The North, the official continued, has responded rigidly, while the South has struggled to determine the best way to restart talks.
Asked whether the Park Geun-hye administration was considering sending a special envoy in an attempt to thaw frozen ties ahead of the 70th anniversary of Korea’s liberation from Japan, the official said, “We aren’t ruling out that possibility.”
However, he made clear that there would not be secret contact via private middlemen, as past administrations had done.
Regarding the possibility that the two Koreas would hold a joint commemoration ceremony to mark Liberation Day on Aug. 15, the official said the government intended to avoid a political event.
“We are not trying to control the plans of civilian groups,” he said. “We are just asking them to avoid any political controversy in order to actually realize these events.”
Earlier in the morning, the Ministry of Unification approved an application from an alliance of South Korean civic groups to visit North Korea to plan a joint ceremony for Liberation Day. The two sides held a discussion in the afternoon in Kaesong, North Korea.
North Korea has already insisted that the event must take place in Pyongyang, adding that the door is open for South Koreans to attend. Still, the official reacted carefully to the North’s stance, saying a decision would be made after the talks in Kaesong.
The official also stressed the importance of continuous efforts to persuade the North to participate in a dialogue.
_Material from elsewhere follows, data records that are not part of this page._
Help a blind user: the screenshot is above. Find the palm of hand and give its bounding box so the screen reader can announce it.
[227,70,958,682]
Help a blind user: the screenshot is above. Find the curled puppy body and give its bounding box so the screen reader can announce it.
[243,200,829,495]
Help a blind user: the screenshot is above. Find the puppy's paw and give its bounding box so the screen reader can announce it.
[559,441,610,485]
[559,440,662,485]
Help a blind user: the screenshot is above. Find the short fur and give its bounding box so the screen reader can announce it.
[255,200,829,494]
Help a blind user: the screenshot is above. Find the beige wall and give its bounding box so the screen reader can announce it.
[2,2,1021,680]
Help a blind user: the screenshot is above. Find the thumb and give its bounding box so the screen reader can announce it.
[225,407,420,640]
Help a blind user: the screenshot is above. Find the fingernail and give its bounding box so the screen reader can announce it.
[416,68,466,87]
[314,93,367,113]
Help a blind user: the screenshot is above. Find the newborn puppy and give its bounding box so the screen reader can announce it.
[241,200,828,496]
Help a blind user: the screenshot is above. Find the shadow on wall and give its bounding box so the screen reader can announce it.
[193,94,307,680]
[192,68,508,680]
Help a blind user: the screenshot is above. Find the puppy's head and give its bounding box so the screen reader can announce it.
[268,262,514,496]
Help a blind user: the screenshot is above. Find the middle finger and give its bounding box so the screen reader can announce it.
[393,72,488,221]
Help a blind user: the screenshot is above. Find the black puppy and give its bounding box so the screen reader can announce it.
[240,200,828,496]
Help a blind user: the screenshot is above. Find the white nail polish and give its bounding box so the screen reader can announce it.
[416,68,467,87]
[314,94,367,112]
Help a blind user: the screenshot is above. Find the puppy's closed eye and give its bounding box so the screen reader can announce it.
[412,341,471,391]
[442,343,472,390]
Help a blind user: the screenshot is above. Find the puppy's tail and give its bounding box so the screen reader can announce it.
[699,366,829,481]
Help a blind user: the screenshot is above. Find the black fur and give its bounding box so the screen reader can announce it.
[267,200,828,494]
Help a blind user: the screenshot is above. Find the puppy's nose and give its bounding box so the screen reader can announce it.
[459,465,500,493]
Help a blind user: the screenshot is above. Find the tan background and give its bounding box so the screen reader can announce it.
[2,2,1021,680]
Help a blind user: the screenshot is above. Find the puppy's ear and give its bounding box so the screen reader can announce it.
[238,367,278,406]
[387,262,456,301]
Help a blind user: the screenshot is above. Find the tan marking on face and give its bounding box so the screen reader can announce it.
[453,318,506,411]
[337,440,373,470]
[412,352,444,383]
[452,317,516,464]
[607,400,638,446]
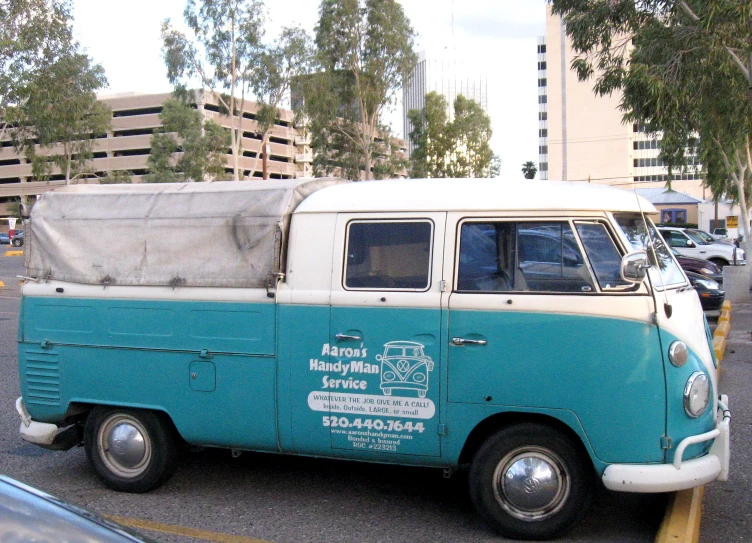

Various ministries, including the Ministry of Unification, have proposed talks to North Korea over the past few months, but all faced rejection.
A Unification Ministry official said on Thursday that the government is considering possible proposals to the North for holding reunions of families separated during the 1950-53 Korean War and resuming tourism at Mount Kumgang, a scenic North Korean resort.
The last family reunions took place in February 2014, and Seoul has long expressed concern that as the separated family members age, they need to meet their loved ones before they die.
The tourism program to Mount Kumgang was suspended in 2008 after a North Korean soldier fatally shot a South Korean tourist.
The senior official added that there is also a need to hold a higher-level meeting to address pending issues concerning the Kaesong Industrial Complex.
The North has insisted on a wage hike for its workers, making a series of unilateral changes to the regulations governing the inter-Korean economic zone.
The South-North Joint Committee on the Kaesong Industrial Complex met on July 16, the first time in more than a year, though talks ended without progress.
“We are trying to have many contacts with the North via civic groups in order to create an opportunity to thaw frozen ties,” the source said, indicating Seoul’s intention to support civilian exchanges.
He also expressed anticipation for the upcoming trip to Pyongyang by Lee Hee-ho, the widow of the late President Kim Dae-jung.
Lee is scheduled to visit the North Aug. 5 to 8.